I can’t believe I’m saying this, but I’ve come to the point where I hate music. After over a year and a half of working from home and listening to thousands of songs from my favorite artists — and even venturing into new genres — every single day for at least nine hours straight, I don’t enjoy music anymore. I’m also not a big podcast person, which takes those off my list of things to listen to. This is all how I came to start using (and really enjoying) Apple Fitness+ Time to Walk.
Time to Walk is a feature that’s available on Apple Watch through the company’s fitness platform, Fitness+, and is part-guided workout and part-storytelling. Essentially, an influential celebrity, athlete, activist, or another notable changemaker virtually joins you on a walk and shares memories as you get your exercise in. They also share a handful of songs that are meaningful to them, as well as photos, which pop up on your watch, that correspond with the story they’re telling. It’s somewhat similar to a podcast but feels more like Dolly Parton (one guest that’s hosted a walk), for instance, is talking directly to you — so it’s a more personal listening experience.
Until I reached that point where all my music made me so utterly bored, I had always scrolled past Time to Walk on my Apple Watch. About a month ago, I stepped out for my daily afternoon walk with my dog Stevie and my AirPods in my ears. On a whim, I queued up the Naomi Campbell Time to Walk episode and continued to the East River Park. I was immediately drawn in: The supermodel talked about how taking a bold chance as a teen launched her modeling career. She spoke about how even though she left her home to live in Paris with her soon-to-be mentor, she was happy about her decision — it was like Campbell was sharing special memories with just me.
The next episode I listened to during my afternoon walk was Parton’s, which was everything you’d imagine a Parton-hosted chat would be. I circled the astroturf field and threw a ball for Stevie as Parton recounted her low-income upbringing and the story behind her Coat of Many Colors song. By the time I finished listening to that song play (Parton included it on her mini playlist), I had tears in my eyes.
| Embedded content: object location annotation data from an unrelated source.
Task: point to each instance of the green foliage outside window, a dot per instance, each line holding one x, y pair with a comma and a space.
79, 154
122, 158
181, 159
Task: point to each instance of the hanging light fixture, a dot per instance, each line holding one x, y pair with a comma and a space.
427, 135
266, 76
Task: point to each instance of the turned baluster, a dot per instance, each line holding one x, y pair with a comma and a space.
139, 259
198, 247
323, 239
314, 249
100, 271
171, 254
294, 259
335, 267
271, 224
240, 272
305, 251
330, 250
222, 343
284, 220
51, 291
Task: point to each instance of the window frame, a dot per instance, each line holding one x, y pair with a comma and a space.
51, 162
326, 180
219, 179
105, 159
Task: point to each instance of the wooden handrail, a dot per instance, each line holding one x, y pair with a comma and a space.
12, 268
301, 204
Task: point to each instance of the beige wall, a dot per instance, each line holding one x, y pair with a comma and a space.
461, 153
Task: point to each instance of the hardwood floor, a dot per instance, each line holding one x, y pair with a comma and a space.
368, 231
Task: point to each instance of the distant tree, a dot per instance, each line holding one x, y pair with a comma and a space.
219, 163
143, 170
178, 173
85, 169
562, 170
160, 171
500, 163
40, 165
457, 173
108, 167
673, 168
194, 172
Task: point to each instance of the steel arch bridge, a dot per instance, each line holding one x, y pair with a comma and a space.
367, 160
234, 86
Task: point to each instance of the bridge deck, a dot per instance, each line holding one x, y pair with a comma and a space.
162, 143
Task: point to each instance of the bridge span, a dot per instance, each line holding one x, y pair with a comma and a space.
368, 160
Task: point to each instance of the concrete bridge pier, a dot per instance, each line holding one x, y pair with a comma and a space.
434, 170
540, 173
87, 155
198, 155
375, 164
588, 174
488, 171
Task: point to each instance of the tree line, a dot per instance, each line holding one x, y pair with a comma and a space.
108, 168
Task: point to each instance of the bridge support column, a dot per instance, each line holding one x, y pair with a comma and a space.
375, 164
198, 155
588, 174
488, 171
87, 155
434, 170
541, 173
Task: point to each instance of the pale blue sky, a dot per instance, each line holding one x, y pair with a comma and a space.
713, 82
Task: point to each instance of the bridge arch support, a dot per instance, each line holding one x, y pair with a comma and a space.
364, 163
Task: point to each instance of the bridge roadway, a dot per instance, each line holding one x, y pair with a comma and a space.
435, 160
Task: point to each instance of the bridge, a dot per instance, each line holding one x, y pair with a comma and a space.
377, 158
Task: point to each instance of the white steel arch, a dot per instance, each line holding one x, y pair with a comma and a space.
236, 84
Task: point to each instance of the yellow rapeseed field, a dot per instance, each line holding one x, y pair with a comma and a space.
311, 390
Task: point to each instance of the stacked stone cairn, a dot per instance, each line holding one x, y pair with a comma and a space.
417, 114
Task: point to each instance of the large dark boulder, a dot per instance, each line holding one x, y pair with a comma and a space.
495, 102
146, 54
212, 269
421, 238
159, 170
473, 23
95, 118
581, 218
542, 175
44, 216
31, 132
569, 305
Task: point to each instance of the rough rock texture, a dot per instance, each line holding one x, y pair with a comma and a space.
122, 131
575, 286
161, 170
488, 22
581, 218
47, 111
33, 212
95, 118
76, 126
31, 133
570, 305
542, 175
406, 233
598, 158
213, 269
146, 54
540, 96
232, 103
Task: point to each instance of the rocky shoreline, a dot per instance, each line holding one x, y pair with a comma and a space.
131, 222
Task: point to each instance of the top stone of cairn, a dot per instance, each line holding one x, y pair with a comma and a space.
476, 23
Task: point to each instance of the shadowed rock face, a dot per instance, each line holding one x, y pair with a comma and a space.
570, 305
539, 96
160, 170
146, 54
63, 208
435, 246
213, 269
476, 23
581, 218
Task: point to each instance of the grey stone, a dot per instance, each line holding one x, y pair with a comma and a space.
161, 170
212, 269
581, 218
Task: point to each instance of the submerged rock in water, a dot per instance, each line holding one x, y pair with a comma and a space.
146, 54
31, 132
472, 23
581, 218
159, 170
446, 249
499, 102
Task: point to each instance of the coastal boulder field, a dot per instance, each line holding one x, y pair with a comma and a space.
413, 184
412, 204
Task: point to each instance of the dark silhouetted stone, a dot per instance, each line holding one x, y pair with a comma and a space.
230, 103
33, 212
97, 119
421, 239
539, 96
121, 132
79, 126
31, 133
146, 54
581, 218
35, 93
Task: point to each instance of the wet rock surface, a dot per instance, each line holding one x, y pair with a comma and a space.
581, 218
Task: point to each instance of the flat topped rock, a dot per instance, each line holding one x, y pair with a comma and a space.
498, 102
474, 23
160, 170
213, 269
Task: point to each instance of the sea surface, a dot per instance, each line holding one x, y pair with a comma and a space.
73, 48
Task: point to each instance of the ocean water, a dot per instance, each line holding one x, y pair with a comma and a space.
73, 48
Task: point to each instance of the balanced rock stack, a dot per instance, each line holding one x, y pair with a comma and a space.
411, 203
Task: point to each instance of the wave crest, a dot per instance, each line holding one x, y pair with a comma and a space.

Listening to Time to Walk has operated as a makeshift afternoon stroll with a friend.
Over the next few weeks, listening to Time to Walk became part of my daily routine. Everyone from Carmelo Anthony to Gabrielle Union and Nick Jonas joined me as I took my one desk break of the day. I’ve been inspired by Parton’s strength amidst growing up with little means, motivated by Anthony’s journey of self-acceptance, and moved to dance by Wanda Sykes’ upbeat playlist (I couldn’t not dance to her choice of Swing Out Sister’s “Breakout”).
I’ve realized the appeal isn’t exactly in the famous hosts of Time to Walk or the app’s ease of use. Rather, the platform has helped absolve — albeit for brief bursts of time — some of the loneliness I’ve been feeling in my WFH routine. I, like many others, have spent the past 18 months working from my apartment. I’ve felt lonely without seeing coworkers’ faces or collaborating with them during in-person meetings. It’s been incredibly isolating — not a week goes by where I don’t feel a wave of sadness about how normal life has changed since 2020.
That’s all to say: Listening to Time to Walk has operated as a makeshift afternoon stroll with a friend. Comparatively, podcasts feel more like a show that’s speaking not directly to you but to a massive audience. Music has the science-backed power to boost your mood, but you will eventually get sick of songs when you listen to them on repeat for multiple months in a row. Apple’s Fitness+ feature is the perfect in-between — I get a more engaging podcast-like monologue from someone and hear songs I would’ve otherwise not have known.
Of course, I’m still blasting my Britney Spears playlist when the mood strikes. But I’m glad I have Time to Walk as a companion for my jaunts outside.